Ercole Lissardi - UNA OBRA MAESTRA FRACASADA

El libreto para cine "Los sueños prohibidos", también titulado "El otro lado del sueño", le fue ofrecido en 1951, por su autor, Jean Genet, a la joven actriz Anouk Aimée como regalo de bodas en ocasión de su matrimonio con el cineasta y productor Nikos Papatakis. Papatakis, íntimo amigo de Genet, había financiado su primer film, "Un canto de amor", un corto que cuenta una historia de amor
en prisión, entre homosexuales, y que fue filmado en el sótano del La Rosa Roja, célebre lugar de encuentro de la intelectualidad francesa de la post-guerra, propiedad de Papatakis.

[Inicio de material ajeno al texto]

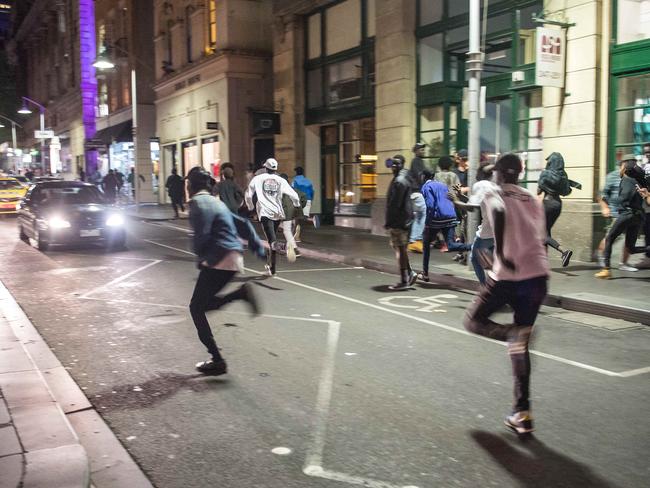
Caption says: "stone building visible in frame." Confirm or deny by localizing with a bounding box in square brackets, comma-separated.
[154, 0, 279, 194]
[273, 0, 650, 260]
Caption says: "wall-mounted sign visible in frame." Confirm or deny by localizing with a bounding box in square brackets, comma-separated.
[535, 27, 566, 88]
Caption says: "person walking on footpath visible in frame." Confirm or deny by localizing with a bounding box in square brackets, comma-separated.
[418, 167, 471, 282]
[385, 154, 417, 290]
[463, 153, 549, 434]
[217, 163, 244, 214]
[448, 160, 498, 285]
[187, 167, 266, 375]
[244, 158, 300, 276]
[165, 168, 185, 218]
[291, 166, 320, 242]
[594, 154, 650, 279]
[408, 142, 427, 253]
[537, 152, 582, 268]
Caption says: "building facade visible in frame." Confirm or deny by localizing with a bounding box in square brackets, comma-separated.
[154, 0, 279, 197]
[273, 0, 650, 260]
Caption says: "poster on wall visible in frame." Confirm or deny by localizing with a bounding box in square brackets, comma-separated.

Anouk Aimée, que se sepa, nunca promovió la realización del libreto de Genet, cargado de sensualidad y violencia. Casi quince años después, en 1965, otra amiga de Genet, Jeanne Moreau, entonces en el pináculo de su fama, para darle al novelista una mano en su crónica bancarrota, le ofreció el libreto a Oscar Lewenstein, uno de los principales productores de cine y teatro ingleses de la época, comprometiéndose a realizar el papel protagónico. Lewenstein le ofreció la idea a Tony Richardson, quien aceptó de inmediato. Richardson era la figura más prominente del Free Cinema, movimiento de renovación del cine inglés equivalente al de la Nouvelle Vague francesa. Sin duda le habrá fascinado la idea de filmar al escritor más escandaloso de la literatura francesa y con la actriz del film más famoso de la Nouvelle Vague: "Jules et Jim". Tanto le fascinó que terminó divorciándose de Vanessa Redgrave para casarse un año después con la francesa.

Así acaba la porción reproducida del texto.